In Folpe's study, glomus tumors not fulfilling criteria for malignancy but having at least one atypical feature other than nuclear pleomorphism were categorized as “glomus tumors of uncertain malignant potential”[6]. Tumors in this category are superficial tumors with high mitotic activity or they are large or deep. Glomangiomatosis was used for tumors with diffuse angiomatosis and excess glomus cells. Finally, the term “symplastic glomus tumor” was proposed for glomus tumors with high nuclear grade in the absence of any other malignant feature. Nine of the cases were classified as symplastic glomus tumor in the series. Two of them showed recurrence and none of them metastasized. They concluded that these tumors were benign similar to ordinary glomus tumors.
The marked nuclear atypia in glomus tumors is similar to that seen in some benign mesenchymal tumors of long duration, especially uterine leiomyoma and ancient schwannoma. These tumors behave like ordinary leiomyomas and schwannomas, therefore the nuclear atypia has been accepted as a degenerative change[1,6,14].

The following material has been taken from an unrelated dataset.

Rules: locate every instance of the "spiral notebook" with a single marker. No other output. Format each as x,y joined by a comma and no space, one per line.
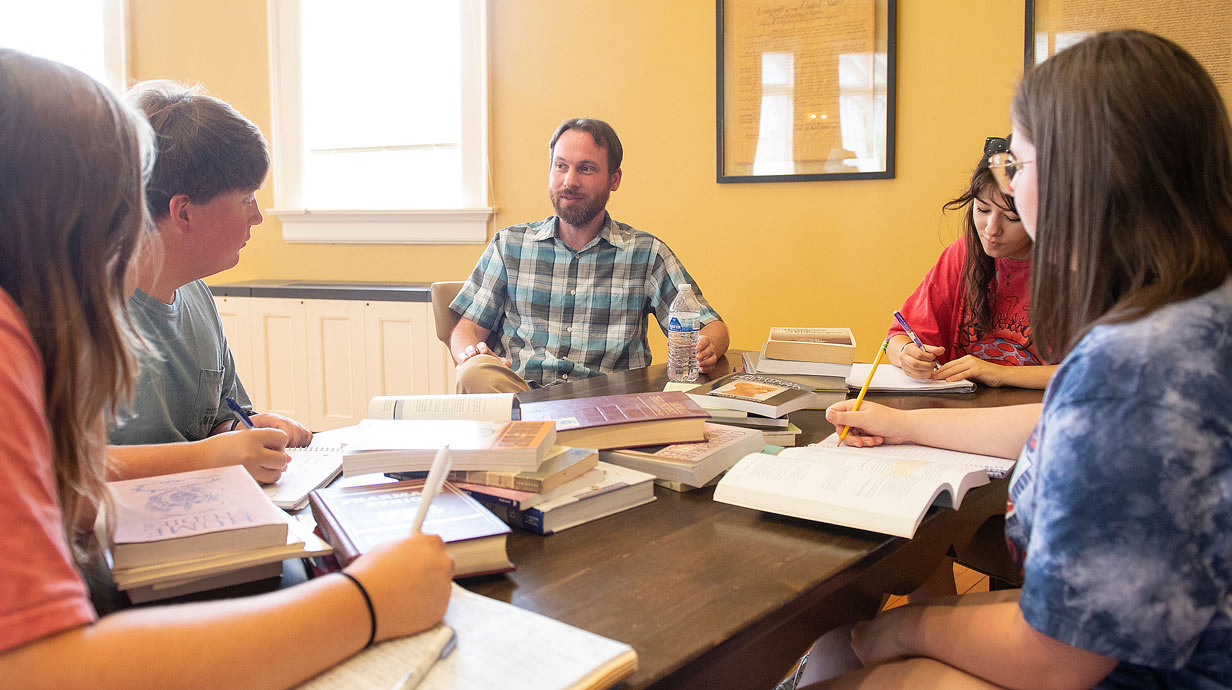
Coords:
498,646
311,468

The tumor cells of the presented case showed striking nuclear atypia, some with bizarre nuclei. Although the pleomorphism and the epithelioid configuration of the tumor were alarming at the initial evaluation, malignancy was not in the foreground because neither mitotic activity nor necrosis was present and Ki-67 labeling index showed that the proliferative activity was undetectable. While typical glomus tumor areas were only focal, the punched out appearance of tumor cells could be identified even at the atypical areas. Type IV collagen pattern and smooth muscle actin staining were consistent with symplastic glomus tumor. The morphology together with the clinical symptoms confirmed the diagnosis.

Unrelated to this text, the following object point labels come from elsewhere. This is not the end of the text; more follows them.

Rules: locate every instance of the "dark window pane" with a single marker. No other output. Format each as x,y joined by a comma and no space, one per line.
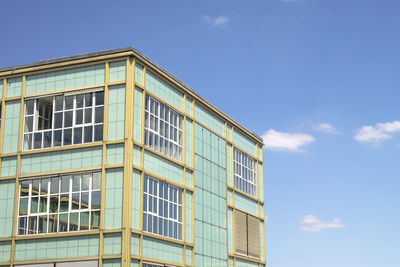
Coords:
68,119
78,135
88,134
67,136
98,133
99,115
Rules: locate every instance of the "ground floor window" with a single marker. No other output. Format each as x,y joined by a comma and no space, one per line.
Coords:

The evaluation of symplastic glomus tumors needs careful histopathological examination[1,5,6]. Marked nuclear atypia of the tumor may be reminiscent of a malignant tumor. Epithelioid appearance of the tumor may be misleading. While the identification of areas of typical glomus tumor is the most important clue to the diagnosis, these areas may be minimal or absent in some cases. The branching capillaries and the perivascular arrangement of tumor cells should be noted. Immunohistochemical study showing smooth muscle actin expression and type IV collagen, a constituent of basal lamina, outlining the cells are the most beneficial in histopathological diagnosis especially when the typical glomus tumor areas are not distinctive[1]. Lack of expression by cytokeratins helps to eliminate a primary or a metastatic epithelial tumor and adnexial tumors. HMB45 and S100 negativity allow distinction from malignant melanoma. Despite its atypical morphology, symptoms and location are quite typical in most cases of symplastic glomus tumor, thus it is important to get thorough clinical history.
Symplastic glomus tumor is considered benign with occasional recurrences due to incomplete excision. Recognition of this rare morphologic deviation is critical, as the marked atypia can lead to an incorrect diagnosis of malignancy and overtreatment.